U.S. judge suspends deportations of reunited immigrant families

SAN DIEGO, (Reuters) – A U.S. judge temporarily barred the U.S. government yesterday from the rapid deportation of immigrant parents reunited with their children, while a court considers the impact on children’s rights to seek asylum.

The government is working to meet a court order to reunite around 2,550 children who were separated by U.S. immigration officials from their parents at the U.S.-Mexican border.

The families had been separated as part of a broader crackdown on illegal immigration by the administration of President Donald Trump, sparking an international outcry. The president ordered the practice stopped on June 20.

The American Civil Liberties Union said in court papers on Monday that, once reunited, immigrant parents who face deportation should have a week to decide if they want to leave their child in the United States to pursue asylum separately.

“A one-week stay is a reasonable and appropriate remedy to ensure that the unimaginable trauma these families have suffered does not turn even worse because parents made an uninformed decision about the fate of their child,” the rights group wrote.

Judge Dana Sabraw of the U.S. District Court for the Southern District of California in San Diego asked the government to respond and set a July 24 date for the next hearing. In the meantime, he halted rapid deportations.

At Monday’s hearing, the judge pressed back on a suggestion by a government attorney that quick deportations aided reunifications by creating more room for families in detention.

“The idea this would slow or stop reunifications, that’s not an option,” said Sabraw. “If space is an issue, the government will make space.”

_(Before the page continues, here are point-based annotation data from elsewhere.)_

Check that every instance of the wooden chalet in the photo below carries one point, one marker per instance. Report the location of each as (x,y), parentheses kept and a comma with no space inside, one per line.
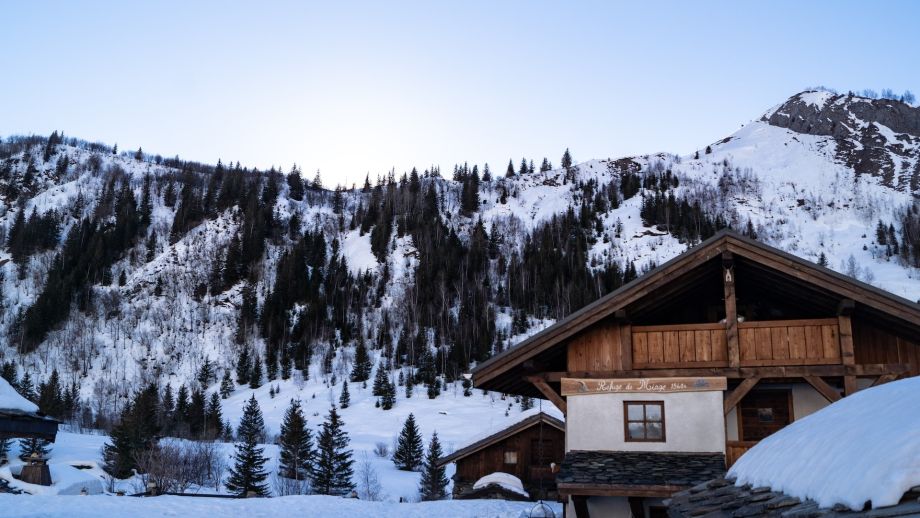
(707,354)
(526,449)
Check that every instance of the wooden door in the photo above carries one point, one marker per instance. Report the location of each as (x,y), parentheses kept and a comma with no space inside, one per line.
(763,412)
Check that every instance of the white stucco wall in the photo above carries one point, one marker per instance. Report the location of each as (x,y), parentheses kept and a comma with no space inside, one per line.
(693,422)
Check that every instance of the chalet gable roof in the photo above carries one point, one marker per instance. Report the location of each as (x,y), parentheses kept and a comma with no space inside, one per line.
(501,435)
(506,369)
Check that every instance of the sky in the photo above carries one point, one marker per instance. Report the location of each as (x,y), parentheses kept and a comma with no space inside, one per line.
(356,88)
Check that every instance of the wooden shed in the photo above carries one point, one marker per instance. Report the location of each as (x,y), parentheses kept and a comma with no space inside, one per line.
(526,449)
(705,355)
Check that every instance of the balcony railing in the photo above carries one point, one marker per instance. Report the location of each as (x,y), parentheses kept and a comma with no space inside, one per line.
(762,343)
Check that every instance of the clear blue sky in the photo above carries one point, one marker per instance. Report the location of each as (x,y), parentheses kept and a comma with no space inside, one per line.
(357,87)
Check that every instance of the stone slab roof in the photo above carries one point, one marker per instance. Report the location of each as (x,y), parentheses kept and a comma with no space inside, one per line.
(720,498)
(621,469)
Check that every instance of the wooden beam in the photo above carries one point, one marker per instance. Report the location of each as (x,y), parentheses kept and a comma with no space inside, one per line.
(635,506)
(731,310)
(548,391)
(829,392)
(847,355)
(639,490)
(581,506)
(884,378)
(846,307)
(849,385)
(732,400)
(626,347)
(787,371)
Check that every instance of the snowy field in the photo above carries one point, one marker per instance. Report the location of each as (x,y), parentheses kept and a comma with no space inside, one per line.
(325,506)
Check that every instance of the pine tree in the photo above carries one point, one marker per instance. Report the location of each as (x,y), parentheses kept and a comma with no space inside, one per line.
(333,468)
(214,420)
(248,474)
(226,385)
(296,442)
(361,370)
(381,381)
(345,397)
(388,399)
(255,377)
(434,477)
(206,373)
(434,389)
(50,396)
(566,159)
(243,366)
(409,448)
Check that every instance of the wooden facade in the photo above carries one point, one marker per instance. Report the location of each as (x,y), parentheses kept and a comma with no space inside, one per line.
(515,450)
(734,308)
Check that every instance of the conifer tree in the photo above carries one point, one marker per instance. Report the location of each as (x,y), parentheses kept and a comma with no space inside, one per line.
(409,448)
(206,373)
(333,467)
(380,381)
(214,420)
(243,366)
(362,367)
(296,441)
(226,385)
(434,477)
(248,474)
(509,173)
(255,377)
(388,399)
(344,397)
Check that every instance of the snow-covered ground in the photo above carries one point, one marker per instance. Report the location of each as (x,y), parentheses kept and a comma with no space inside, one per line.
(325,506)
(458,420)
(863,448)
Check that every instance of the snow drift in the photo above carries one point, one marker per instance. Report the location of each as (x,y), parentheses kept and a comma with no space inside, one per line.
(863,448)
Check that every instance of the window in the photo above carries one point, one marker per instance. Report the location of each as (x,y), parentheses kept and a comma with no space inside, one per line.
(644,421)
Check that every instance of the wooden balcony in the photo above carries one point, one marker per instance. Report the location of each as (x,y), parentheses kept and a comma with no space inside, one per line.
(765,343)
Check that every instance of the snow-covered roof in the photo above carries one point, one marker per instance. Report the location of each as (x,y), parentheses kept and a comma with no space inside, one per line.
(514,424)
(862,449)
(12,400)
(504,480)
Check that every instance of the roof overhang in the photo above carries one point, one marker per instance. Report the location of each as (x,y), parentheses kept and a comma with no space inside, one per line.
(18,424)
(545,351)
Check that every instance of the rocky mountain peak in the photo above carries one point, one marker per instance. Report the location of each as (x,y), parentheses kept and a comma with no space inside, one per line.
(878,137)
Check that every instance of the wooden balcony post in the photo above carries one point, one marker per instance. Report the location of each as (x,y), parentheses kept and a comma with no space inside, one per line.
(731,310)
(847,355)
(625,340)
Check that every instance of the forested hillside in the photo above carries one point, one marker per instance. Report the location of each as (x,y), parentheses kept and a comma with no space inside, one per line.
(121,269)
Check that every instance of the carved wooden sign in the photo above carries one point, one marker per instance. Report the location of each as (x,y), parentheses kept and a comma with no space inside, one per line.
(578,386)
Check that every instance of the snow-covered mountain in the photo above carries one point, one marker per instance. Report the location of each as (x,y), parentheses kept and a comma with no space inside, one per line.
(418,267)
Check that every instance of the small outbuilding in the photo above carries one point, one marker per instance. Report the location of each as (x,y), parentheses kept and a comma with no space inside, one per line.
(527,449)
(20,418)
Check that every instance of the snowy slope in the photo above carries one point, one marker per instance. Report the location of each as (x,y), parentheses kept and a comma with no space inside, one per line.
(806,192)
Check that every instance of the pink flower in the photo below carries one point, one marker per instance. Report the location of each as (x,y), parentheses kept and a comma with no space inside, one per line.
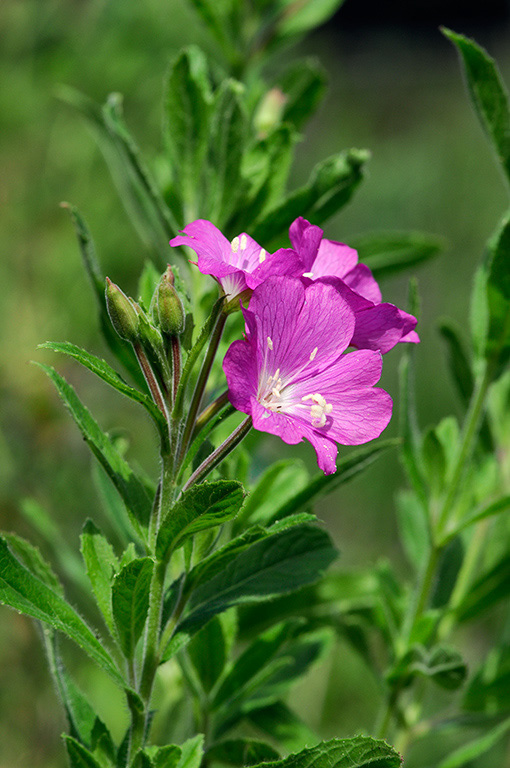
(378,325)
(291,375)
(239,265)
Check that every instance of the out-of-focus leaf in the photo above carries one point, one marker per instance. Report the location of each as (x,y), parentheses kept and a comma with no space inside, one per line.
(21,590)
(137,189)
(188,105)
(359,752)
(122,351)
(127,483)
(227,139)
(322,485)
(330,187)
(130,602)
(388,253)
(486,591)
(202,506)
(489,689)
(488,94)
(303,86)
(284,726)
(242,752)
(413,527)
(109,375)
(465,755)
(101,564)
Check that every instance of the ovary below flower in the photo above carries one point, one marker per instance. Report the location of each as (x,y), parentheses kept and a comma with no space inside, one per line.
(291,375)
(238,265)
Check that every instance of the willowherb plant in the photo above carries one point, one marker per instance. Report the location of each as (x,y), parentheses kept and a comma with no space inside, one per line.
(227,586)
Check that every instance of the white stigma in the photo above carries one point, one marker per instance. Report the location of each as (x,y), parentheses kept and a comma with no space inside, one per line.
(319,410)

Sabraw last month set a July 26 deadline for the government to reunite children who were separated from their parents at the border.

The majority have been matched with a parent, but the government is still trying to find a parent for 71 children in its care, Jonathan White, from the U.S. Department of Health and Human Services, told the court. All the children under the age of five have been reunited, the government said.

“I have every confidence you’re the right person to do this,” the judge told White. However, Lee Gelernt, an attorney with the ACLU, said after the hearing that he found it “extremely troubling that there are 71 children whose parents they haven’t been able to identify, much less reunify.”

Many of the immigrants separated from their children were seeking asylum after fleeing violence and crime in Guatemala, El Salvador and Honduras.

Children were sent to multiple care facilities across the country, and their parents were incarcerated in immigration detention centres or federal prisons – in keeping with the government’s “zero tolerance” policy under which all adults crossing the border illegally would face prosecution.